Figure 2: Map showing location of ODP site 1002 and modern bathymetry of the Cariaco Basin, adapted from Peterson et al. (2000b). The modern shoreline is highlighted in red, while a hypothetical MIS 8 maximal lowstand shoreline, assuming -100 m sea levels and modern bathymetry, is shown in blue.
The Cariaco Basin is a pull-apart basin formed through transtension between the El Pilar
and San Sebastian faults, transform faults that run East-West through the basin (Schubert, 1982)
and form part of the boundary between the South American and Caribbean plates. Much of the
subsidence in the Cariaco Basin occurred before early Pliocene, and since then tectonic activity
has shifted towards widening of the eastern lobe of the basin (Escalona et al., 2011). Given this
context, it is unlikely that the sill connections were substantially deeper in the Middle
Pleistocene. Thus it is possible that the Cariaco Basin's only access to the open ocean during
cold glacial periods was through a narrow channel less than 50 m (Figure 2).
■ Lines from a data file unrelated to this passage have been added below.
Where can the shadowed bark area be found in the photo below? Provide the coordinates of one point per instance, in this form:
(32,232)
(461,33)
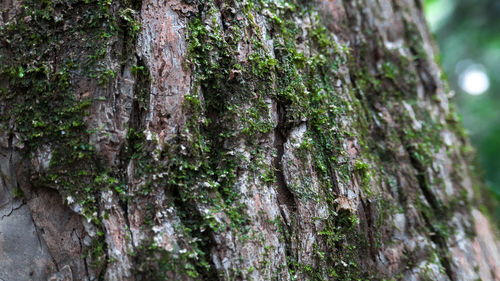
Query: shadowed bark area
(232,140)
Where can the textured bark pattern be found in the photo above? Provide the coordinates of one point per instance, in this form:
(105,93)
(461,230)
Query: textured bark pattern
(236,140)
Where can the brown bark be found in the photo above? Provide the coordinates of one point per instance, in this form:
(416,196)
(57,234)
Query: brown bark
(232,140)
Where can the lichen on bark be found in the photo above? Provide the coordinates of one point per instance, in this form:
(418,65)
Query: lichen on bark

This climate dynamic provides several important factors other than temperature that
could have substantially influenced phytoplankton populations. To better understand these
changes and their ecological impact, we coupled high resolution nannofossil assemblage data
7
with biomarker proxies for coccolithophore, diatom, and dinoflagellate productivity and organic
matter sourcing, as well as the alkenone unsaturation index sea surface temperature proxy, UK37'
(Brassell et al., 1986; Prahl and Wakeham, 1987). While other studies have reconstructed
phytoplankton communities in the Cariaco Basin using sterols (Dahl et al., 2004; Werne et al.,
2000) and alkenones (Herbert and Schuffert, 2000), none have examined the MIS 9-7 glacial
cycle. Likewise, Mertens et al. (2009b) presented data on calcareous nannofossil assemblages
but not during the MIS 9-7 glacial cycle. Thus we lack knowledge of phytoplankton during a
key interval for coccolithophore evolution: the global first appearance of Emiliania huxleyi,
previously identified for this site at 248 kya (Peterson et al., 2000b). The combination of
nannofossil and organic geochemical data allows us to assess how sea level, productivity,
temperature, and ecological interactions across both closely and distantly related phytoplankton
fostered range expansion and altered community composition.
Methods
Taxonomy
For nannofossil assemblages, smear slides were counted in cross-polarized light at 1600x
magnification. 300 specimens were counted per slide. This number was selected based on
rarefaction curves (Appendix A) that confirmed that 300 specimens are sufficient to capture the
diversity of the assemblages.
Taxonomy generally follows Okada (2000). Gephyrocapsa was split by size, into small
(2-3 µm), medium (3-5 µm), and large (> 5 µm) categories. We grouped these taxa in
Gephyrocapsa spp. Also following Okada, we separately counted "small placoliths", or
placoliths < 2 µm with thick rims. This category includes small Gephyrocapsa taxa variously
referred to as G. ericsonii (Hagino et al., 2000), G. protohuxleyi (McIntyre, 1970) and G. Minute
8
(Bollmann, 1997) as many specimens had recognizable bridges. This taxonomic grouping is
associated with tropical upwelling zones and has been used as a proxy for paleoproductivity
(Gartner, 1988; Kameo, 2002; Okada, 2000).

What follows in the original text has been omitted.